The ruling in Massachusetts most likely will be appealed, but if upheld, is significant as it would provide precedent to invalidate similar worker classification laws in other states, and may dissuade states like NJ from  adopting a classification law that will be subject to preemption.

Update on Mandatory Paid Sick Leave in New Jersey

By Eleanor Lipsky, Esq.
elipsky@pashmanstein.com

Paid sick leave has traditionally been a benefit employers could voluntarily select to provide, and often only for certain employees.  However, employers should be aware that an increasing number of states and cities have begun mandating that employers provide paid sick leave to some extent.   Further, in the recent State of the Union address, the Obama Administration made it clear that it is taking steps to provide nation-wide access to paid sick leave by calling on Congress, the States, and cities to pass more of such legislation.

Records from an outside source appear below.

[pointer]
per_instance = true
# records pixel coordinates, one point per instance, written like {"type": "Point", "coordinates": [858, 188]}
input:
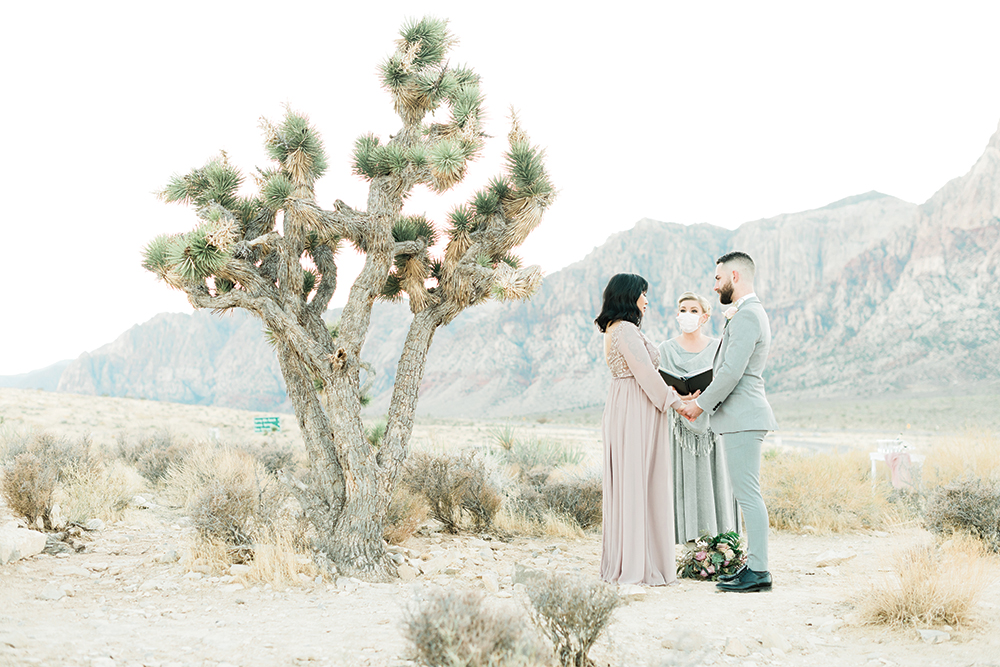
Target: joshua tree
{"type": "Point", "coordinates": [274, 255]}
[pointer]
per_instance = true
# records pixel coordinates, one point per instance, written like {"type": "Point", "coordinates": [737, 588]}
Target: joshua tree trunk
{"type": "Point", "coordinates": [236, 258]}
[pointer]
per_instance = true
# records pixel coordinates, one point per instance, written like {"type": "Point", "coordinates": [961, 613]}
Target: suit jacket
{"type": "Point", "coordinates": [735, 399]}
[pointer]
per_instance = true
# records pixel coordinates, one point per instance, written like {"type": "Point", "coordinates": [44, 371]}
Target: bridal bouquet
{"type": "Point", "coordinates": [710, 557]}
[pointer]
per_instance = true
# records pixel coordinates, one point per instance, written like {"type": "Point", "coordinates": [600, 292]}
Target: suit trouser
{"type": "Point", "coordinates": [743, 461]}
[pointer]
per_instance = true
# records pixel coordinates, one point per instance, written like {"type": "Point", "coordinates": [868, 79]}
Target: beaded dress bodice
{"type": "Point", "coordinates": [616, 360]}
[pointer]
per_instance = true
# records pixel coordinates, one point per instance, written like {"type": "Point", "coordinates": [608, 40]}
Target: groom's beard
{"type": "Point", "coordinates": [726, 294]}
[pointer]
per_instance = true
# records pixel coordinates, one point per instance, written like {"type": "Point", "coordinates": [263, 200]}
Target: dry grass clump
{"type": "Point", "coordinates": [968, 505]}
{"type": "Point", "coordinates": [28, 487]}
{"type": "Point", "coordinates": [233, 501]}
{"type": "Point", "coordinates": [405, 513]}
{"type": "Point", "coordinates": [453, 484]}
{"type": "Point", "coordinates": [37, 465]}
{"type": "Point", "coordinates": [572, 612]}
{"type": "Point", "coordinates": [952, 458]}
{"type": "Point", "coordinates": [452, 628]}
{"type": "Point", "coordinates": [929, 585]}
{"type": "Point", "coordinates": [103, 491]}
{"type": "Point", "coordinates": [153, 455]}
{"type": "Point", "coordinates": [829, 492]}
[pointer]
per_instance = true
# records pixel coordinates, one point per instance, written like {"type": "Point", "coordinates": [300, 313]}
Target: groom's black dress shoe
{"type": "Point", "coordinates": [734, 575]}
{"type": "Point", "coordinates": [746, 580]}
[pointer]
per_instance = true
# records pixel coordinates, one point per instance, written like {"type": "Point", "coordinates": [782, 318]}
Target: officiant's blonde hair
{"type": "Point", "coordinates": [706, 307]}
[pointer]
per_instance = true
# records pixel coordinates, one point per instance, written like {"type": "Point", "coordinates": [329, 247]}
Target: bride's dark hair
{"type": "Point", "coordinates": [620, 295]}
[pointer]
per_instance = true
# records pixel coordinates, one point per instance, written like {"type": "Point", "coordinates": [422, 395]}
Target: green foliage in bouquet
{"type": "Point", "coordinates": [711, 557]}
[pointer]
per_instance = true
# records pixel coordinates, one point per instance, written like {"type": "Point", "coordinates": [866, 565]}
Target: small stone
{"type": "Point", "coordinates": [833, 557]}
{"type": "Point", "coordinates": [735, 648]}
{"type": "Point", "coordinates": [169, 556]}
{"type": "Point", "coordinates": [56, 519]}
{"type": "Point", "coordinates": [632, 592]}
{"type": "Point", "coordinates": [52, 592]}
{"type": "Point", "coordinates": [17, 543]}
{"type": "Point", "coordinates": [774, 639]}
{"type": "Point", "coordinates": [491, 581]}
{"type": "Point", "coordinates": [832, 625]}
{"type": "Point", "coordinates": [934, 636]}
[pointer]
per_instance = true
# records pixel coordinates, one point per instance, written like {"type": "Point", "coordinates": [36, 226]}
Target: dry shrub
{"type": "Point", "coordinates": [233, 500]}
{"type": "Point", "coordinates": [153, 455]}
{"type": "Point", "coordinates": [968, 505]}
{"type": "Point", "coordinates": [952, 458]}
{"type": "Point", "coordinates": [452, 484]}
{"type": "Point", "coordinates": [28, 488]}
{"type": "Point", "coordinates": [830, 492]}
{"type": "Point", "coordinates": [527, 455]}
{"type": "Point", "coordinates": [459, 629]}
{"type": "Point", "coordinates": [572, 612]}
{"type": "Point", "coordinates": [102, 491]}
{"type": "Point", "coordinates": [930, 585]}
{"type": "Point", "coordinates": [513, 519]}
{"type": "Point", "coordinates": [404, 515]}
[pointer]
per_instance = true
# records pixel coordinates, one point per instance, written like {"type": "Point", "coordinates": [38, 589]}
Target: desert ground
{"type": "Point", "coordinates": [131, 597]}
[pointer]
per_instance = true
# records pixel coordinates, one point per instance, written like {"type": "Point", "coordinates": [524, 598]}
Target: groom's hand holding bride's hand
{"type": "Point", "coordinates": [690, 409]}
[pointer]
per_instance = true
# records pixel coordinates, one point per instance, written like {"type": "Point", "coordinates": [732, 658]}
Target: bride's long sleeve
{"type": "Point", "coordinates": [633, 349]}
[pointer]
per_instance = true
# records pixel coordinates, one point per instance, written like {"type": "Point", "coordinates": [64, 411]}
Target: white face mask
{"type": "Point", "coordinates": [689, 322]}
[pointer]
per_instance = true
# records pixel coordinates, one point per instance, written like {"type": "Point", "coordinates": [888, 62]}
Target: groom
{"type": "Point", "coordinates": [740, 413]}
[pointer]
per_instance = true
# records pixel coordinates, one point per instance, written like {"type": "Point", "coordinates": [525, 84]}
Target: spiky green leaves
{"type": "Point", "coordinates": [429, 37]}
{"type": "Point", "coordinates": [526, 165]}
{"type": "Point", "coordinates": [298, 147]}
{"type": "Point", "coordinates": [216, 182]}
{"type": "Point", "coordinates": [372, 160]}
{"type": "Point", "coordinates": [411, 228]}
{"type": "Point", "coordinates": [192, 256]}
{"type": "Point", "coordinates": [154, 255]}
{"type": "Point", "coordinates": [276, 191]}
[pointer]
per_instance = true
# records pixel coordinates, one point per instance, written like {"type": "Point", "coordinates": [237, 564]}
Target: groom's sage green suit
{"type": "Point", "coordinates": [739, 413]}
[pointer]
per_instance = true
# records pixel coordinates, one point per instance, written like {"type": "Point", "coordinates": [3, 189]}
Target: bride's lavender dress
{"type": "Point", "coordinates": [638, 540]}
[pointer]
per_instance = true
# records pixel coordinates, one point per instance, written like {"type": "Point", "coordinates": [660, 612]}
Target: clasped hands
{"type": "Point", "coordinates": [689, 409]}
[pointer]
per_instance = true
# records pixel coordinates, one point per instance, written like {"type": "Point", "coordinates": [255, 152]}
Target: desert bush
{"type": "Point", "coordinates": [28, 487]}
{"type": "Point", "coordinates": [452, 484]}
{"type": "Point", "coordinates": [102, 491]}
{"type": "Point", "coordinates": [459, 629]}
{"type": "Point", "coordinates": [929, 585]}
{"type": "Point", "coordinates": [233, 500]}
{"type": "Point", "coordinates": [971, 454]}
{"type": "Point", "coordinates": [154, 454]}
{"type": "Point", "coordinates": [579, 498]}
{"type": "Point", "coordinates": [968, 505]}
{"type": "Point", "coordinates": [830, 492]}
{"type": "Point", "coordinates": [533, 453]}
{"type": "Point", "coordinates": [572, 612]}
{"type": "Point", "coordinates": [406, 512]}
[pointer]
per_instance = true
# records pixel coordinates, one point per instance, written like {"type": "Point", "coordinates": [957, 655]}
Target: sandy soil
{"type": "Point", "coordinates": [125, 606]}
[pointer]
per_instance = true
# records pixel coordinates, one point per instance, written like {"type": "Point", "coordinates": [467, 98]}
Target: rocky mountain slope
{"type": "Point", "coordinates": [867, 294]}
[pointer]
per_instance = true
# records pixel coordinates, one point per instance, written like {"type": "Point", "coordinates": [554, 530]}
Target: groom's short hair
{"type": "Point", "coordinates": [741, 261]}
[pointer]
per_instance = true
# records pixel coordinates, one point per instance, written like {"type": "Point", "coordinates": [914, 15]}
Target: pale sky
{"type": "Point", "coordinates": [720, 112]}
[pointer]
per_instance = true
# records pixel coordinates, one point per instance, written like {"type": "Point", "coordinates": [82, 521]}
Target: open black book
{"type": "Point", "coordinates": [690, 383]}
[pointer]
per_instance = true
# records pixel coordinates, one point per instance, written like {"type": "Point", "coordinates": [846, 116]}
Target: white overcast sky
{"type": "Point", "coordinates": [687, 112]}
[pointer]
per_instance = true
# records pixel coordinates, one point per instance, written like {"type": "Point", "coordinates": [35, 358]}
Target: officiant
{"type": "Point", "coordinates": [703, 496]}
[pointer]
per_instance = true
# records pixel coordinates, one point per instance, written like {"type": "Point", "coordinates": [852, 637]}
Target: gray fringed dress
{"type": "Point", "coordinates": [703, 495]}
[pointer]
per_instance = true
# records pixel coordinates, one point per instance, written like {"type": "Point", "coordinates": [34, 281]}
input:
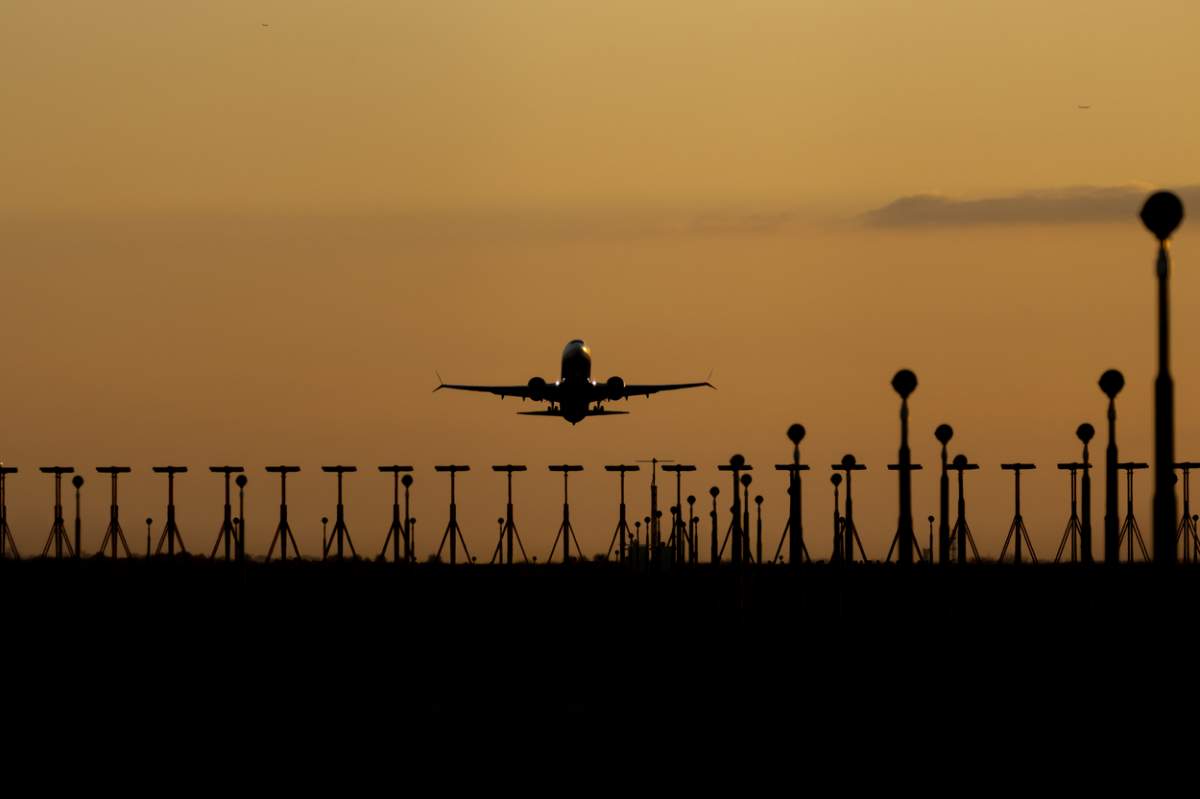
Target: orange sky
{"type": "Point", "coordinates": [226, 242]}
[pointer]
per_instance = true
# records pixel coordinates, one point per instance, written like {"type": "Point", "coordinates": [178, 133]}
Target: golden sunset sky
{"type": "Point", "coordinates": [251, 232]}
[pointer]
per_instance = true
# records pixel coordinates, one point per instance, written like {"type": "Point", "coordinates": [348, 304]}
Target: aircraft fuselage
{"type": "Point", "coordinates": [575, 382]}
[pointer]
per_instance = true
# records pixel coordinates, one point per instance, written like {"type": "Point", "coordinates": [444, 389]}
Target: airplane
{"type": "Point", "coordinates": [575, 395]}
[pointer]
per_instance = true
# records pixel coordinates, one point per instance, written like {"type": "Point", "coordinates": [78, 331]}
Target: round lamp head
{"type": "Point", "coordinates": [1111, 383]}
{"type": "Point", "coordinates": [905, 383]}
{"type": "Point", "coordinates": [1162, 214]}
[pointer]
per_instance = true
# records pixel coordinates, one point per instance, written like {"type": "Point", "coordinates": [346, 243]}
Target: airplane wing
{"type": "Point", "coordinates": [645, 390]}
{"type": "Point", "coordinates": [522, 391]}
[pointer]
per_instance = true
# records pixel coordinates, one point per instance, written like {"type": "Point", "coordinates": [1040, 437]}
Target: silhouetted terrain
{"type": "Point", "coordinates": [191, 642]}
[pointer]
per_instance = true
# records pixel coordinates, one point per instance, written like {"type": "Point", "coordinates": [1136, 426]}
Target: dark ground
{"type": "Point", "coordinates": [952, 655]}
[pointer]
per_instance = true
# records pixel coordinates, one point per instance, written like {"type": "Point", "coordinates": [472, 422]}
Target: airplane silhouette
{"type": "Point", "coordinates": [575, 395]}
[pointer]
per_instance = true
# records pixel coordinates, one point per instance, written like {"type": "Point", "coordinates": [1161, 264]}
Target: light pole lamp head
{"type": "Point", "coordinates": [1162, 214]}
{"type": "Point", "coordinates": [1111, 383]}
{"type": "Point", "coordinates": [905, 383]}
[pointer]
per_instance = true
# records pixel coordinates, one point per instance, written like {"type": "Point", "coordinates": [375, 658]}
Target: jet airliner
{"type": "Point", "coordinates": [575, 395]}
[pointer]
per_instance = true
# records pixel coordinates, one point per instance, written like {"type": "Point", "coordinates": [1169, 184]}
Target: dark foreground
{"type": "Point", "coordinates": [862, 653]}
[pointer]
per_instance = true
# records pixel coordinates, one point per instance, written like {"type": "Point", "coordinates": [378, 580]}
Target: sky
{"type": "Point", "coordinates": [253, 232]}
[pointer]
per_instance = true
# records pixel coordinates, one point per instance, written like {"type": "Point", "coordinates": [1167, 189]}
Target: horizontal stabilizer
{"type": "Point", "coordinates": [558, 413]}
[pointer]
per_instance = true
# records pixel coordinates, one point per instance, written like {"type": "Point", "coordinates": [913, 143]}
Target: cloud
{"type": "Point", "coordinates": [1068, 205]}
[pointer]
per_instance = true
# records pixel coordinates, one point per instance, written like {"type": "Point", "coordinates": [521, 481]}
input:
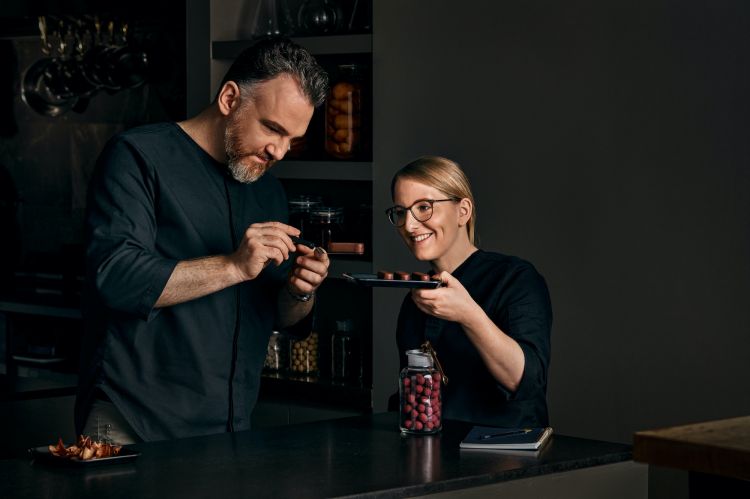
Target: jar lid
{"type": "Point", "coordinates": [418, 358]}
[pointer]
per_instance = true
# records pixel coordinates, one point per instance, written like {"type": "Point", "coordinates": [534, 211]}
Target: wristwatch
{"type": "Point", "coordinates": [303, 297]}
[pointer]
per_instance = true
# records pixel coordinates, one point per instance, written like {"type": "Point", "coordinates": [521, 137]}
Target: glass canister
{"type": "Point", "coordinates": [343, 137]}
{"type": "Point", "coordinates": [277, 353]}
{"type": "Point", "coordinates": [299, 210]}
{"type": "Point", "coordinates": [305, 355]}
{"type": "Point", "coordinates": [344, 363]}
{"type": "Point", "coordinates": [419, 390]}
{"type": "Point", "coordinates": [326, 225]}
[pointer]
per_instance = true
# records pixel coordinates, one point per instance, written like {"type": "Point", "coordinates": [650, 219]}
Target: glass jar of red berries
{"type": "Point", "coordinates": [419, 390]}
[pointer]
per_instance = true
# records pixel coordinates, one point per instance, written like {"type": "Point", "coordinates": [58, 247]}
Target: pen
{"type": "Point", "coordinates": [505, 433]}
{"type": "Point", "coordinates": [303, 242]}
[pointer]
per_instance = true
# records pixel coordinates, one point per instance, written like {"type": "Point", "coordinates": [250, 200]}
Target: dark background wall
{"type": "Point", "coordinates": [607, 143]}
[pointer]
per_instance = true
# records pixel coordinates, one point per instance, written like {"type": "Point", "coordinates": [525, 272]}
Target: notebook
{"type": "Point", "coordinates": [489, 437]}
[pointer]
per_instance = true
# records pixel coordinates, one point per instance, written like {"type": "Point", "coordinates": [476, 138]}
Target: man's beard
{"type": "Point", "coordinates": [242, 168]}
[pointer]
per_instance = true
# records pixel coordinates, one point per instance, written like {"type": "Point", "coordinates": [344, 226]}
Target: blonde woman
{"type": "Point", "coordinates": [489, 323]}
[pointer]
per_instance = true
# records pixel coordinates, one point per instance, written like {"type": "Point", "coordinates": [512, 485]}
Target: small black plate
{"type": "Point", "coordinates": [373, 281]}
{"type": "Point", "coordinates": [42, 454]}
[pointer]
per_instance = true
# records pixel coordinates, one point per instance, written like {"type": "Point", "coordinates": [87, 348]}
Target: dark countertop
{"type": "Point", "coordinates": [362, 456]}
{"type": "Point", "coordinates": [719, 448]}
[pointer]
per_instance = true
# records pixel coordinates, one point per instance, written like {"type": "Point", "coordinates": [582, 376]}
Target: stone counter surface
{"type": "Point", "coordinates": [363, 456]}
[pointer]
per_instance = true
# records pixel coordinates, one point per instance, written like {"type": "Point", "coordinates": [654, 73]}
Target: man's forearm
{"type": "Point", "coordinates": [193, 279]}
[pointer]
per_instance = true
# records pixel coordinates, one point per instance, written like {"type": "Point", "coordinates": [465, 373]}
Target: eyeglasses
{"type": "Point", "coordinates": [421, 210]}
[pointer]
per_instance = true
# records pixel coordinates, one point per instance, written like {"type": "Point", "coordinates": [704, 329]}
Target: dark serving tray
{"type": "Point", "coordinates": [373, 281]}
{"type": "Point", "coordinates": [42, 454]}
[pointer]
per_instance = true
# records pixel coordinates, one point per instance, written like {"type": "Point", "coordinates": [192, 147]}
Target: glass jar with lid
{"type": "Point", "coordinates": [419, 394]}
{"type": "Point", "coordinates": [343, 121]}
{"type": "Point", "coordinates": [277, 352]}
{"type": "Point", "coordinates": [344, 352]}
{"type": "Point", "coordinates": [304, 355]}
{"type": "Point", "coordinates": [326, 225]}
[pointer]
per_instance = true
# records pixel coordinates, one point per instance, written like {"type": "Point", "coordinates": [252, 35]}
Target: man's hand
{"type": "Point", "coordinates": [262, 244]}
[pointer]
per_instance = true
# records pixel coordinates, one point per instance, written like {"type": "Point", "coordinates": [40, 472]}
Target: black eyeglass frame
{"type": "Point", "coordinates": [432, 202]}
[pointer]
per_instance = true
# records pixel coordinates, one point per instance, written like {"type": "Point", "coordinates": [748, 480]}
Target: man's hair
{"type": "Point", "coordinates": [270, 57]}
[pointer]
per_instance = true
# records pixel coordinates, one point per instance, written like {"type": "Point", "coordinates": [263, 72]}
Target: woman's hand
{"type": "Point", "coordinates": [450, 301]}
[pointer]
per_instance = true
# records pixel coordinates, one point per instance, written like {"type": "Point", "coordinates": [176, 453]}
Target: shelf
{"type": "Point", "coordinates": [311, 389]}
{"type": "Point", "coordinates": [323, 170]}
{"type": "Point", "coordinates": [317, 45]}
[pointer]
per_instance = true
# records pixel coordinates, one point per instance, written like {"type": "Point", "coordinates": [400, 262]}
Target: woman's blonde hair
{"type": "Point", "coordinates": [444, 175]}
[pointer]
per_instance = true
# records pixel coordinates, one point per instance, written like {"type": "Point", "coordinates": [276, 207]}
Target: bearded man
{"type": "Point", "coordinates": [190, 264]}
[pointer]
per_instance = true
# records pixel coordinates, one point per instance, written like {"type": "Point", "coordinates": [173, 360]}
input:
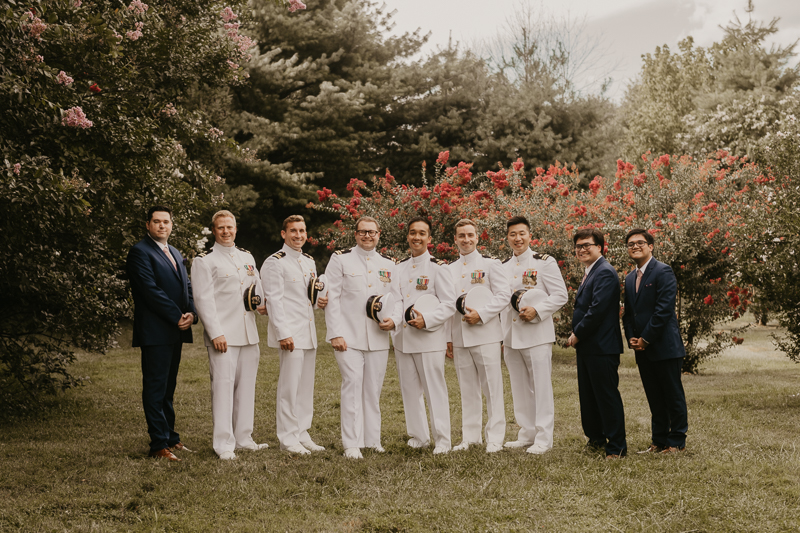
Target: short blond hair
{"type": "Point", "coordinates": [221, 214]}
{"type": "Point", "coordinates": [368, 219]}
{"type": "Point", "coordinates": [292, 218]}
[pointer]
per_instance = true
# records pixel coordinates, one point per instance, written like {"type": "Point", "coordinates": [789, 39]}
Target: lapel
{"type": "Point", "coordinates": [592, 272]}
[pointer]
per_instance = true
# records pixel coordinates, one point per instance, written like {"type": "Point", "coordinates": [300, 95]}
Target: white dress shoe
{"type": "Point", "coordinates": [493, 447]}
{"type": "Point", "coordinates": [517, 444]}
{"type": "Point", "coordinates": [297, 448]}
{"type": "Point", "coordinates": [311, 446]}
{"type": "Point", "coordinates": [255, 447]}
{"type": "Point", "coordinates": [416, 443]}
{"type": "Point", "coordinates": [538, 449]}
{"type": "Point", "coordinates": [353, 453]}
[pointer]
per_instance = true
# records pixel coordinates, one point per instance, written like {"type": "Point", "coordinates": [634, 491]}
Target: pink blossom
{"type": "Point", "coordinates": [74, 117]}
{"type": "Point", "coordinates": [63, 79]}
{"type": "Point", "coordinates": [296, 5]}
{"type": "Point", "coordinates": [228, 15]}
{"type": "Point", "coordinates": [138, 7]}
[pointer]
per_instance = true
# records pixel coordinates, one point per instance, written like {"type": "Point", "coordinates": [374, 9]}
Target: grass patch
{"type": "Point", "coordinates": [82, 465]}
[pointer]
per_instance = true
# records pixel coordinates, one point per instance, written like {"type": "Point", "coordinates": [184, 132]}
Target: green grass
{"type": "Point", "coordinates": [82, 465]}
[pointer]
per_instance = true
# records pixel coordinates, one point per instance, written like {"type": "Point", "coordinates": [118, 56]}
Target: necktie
{"type": "Point", "coordinates": [171, 259]}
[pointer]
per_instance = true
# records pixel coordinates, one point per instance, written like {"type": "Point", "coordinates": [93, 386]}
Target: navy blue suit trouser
{"type": "Point", "coordinates": [159, 377]}
{"type": "Point", "coordinates": [662, 386]}
{"type": "Point", "coordinates": [602, 414]}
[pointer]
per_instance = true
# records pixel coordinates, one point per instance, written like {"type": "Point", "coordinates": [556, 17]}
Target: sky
{"type": "Point", "coordinates": [625, 29]}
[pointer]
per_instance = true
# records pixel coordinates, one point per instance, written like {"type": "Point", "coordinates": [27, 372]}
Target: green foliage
{"type": "Point", "coordinates": [95, 129]}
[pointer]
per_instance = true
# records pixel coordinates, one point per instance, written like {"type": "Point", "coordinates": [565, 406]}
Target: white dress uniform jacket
{"type": "Point", "coordinates": [467, 272]}
{"type": "Point", "coordinates": [422, 271]}
{"type": "Point", "coordinates": [220, 278]}
{"type": "Point", "coordinates": [353, 276]}
{"type": "Point", "coordinates": [531, 270]}
{"type": "Point", "coordinates": [285, 276]}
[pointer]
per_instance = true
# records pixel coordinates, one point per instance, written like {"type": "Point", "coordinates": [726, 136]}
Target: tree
{"type": "Point", "coordinates": [97, 124]}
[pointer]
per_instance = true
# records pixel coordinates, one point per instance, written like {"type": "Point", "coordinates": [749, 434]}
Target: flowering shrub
{"type": "Point", "coordinates": [695, 211]}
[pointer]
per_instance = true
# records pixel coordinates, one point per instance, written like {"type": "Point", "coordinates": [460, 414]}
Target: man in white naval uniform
{"type": "Point", "coordinates": [361, 345]}
{"type": "Point", "coordinates": [285, 276]}
{"type": "Point", "coordinates": [528, 338]}
{"type": "Point", "coordinates": [220, 279]}
{"type": "Point", "coordinates": [474, 341]}
{"type": "Point", "coordinates": [419, 351]}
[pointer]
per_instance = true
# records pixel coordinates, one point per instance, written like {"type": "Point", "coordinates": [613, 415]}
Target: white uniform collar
{"type": "Point", "coordinates": [421, 258]}
{"type": "Point", "coordinates": [527, 254]}
{"type": "Point", "coordinates": [230, 250]}
{"type": "Point", "coordinates": [291, 252]}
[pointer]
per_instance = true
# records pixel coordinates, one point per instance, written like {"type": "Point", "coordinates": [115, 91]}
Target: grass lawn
{"type": "Point", "coordinates": [82, 466]}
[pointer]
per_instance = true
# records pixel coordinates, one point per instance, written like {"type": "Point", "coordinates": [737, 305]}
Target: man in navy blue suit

In 2014, the New Jersey State Assembly introduced and amended a bill entitling all employees, including part-time employees, to receive paid sick leave.   Under the bill, businesses with 10 or more employees would be required to let workers earn up to 72 hours of paid time off that they could use either when they are sick or to take care of sick relatives.  Businesses with less than 10 employees would be required to allow 40 hours of sick leave.  Under the bill, for every 30 hours worked, the employee would accrue one hour of earned sick leave, though the amount accrued does not have to carry forward from one year to the next.  While the bill is considered a pro-worker and pro-health policy measure, critics have noted that the bill does not yet address issues employers might have with seasonal employees, along with the increased cost to employers.  However, others argue business owners have an incentive to keep employees happy and healthy.

This state bill was introduced in light of a trend among some New Jersey communities that have already adopted similar sick paid leave rules locally.  So far, Jersey City, Newark, Passaic, East Orange, Paterson, Irvington, Trenton, and Montclair have all approved their own paid sick leave laws in 2014.  Many of these recent municipal ordinances became effective on January 1, 2015.  Notably, the state bill would not preempt some of these more generous municipal laws.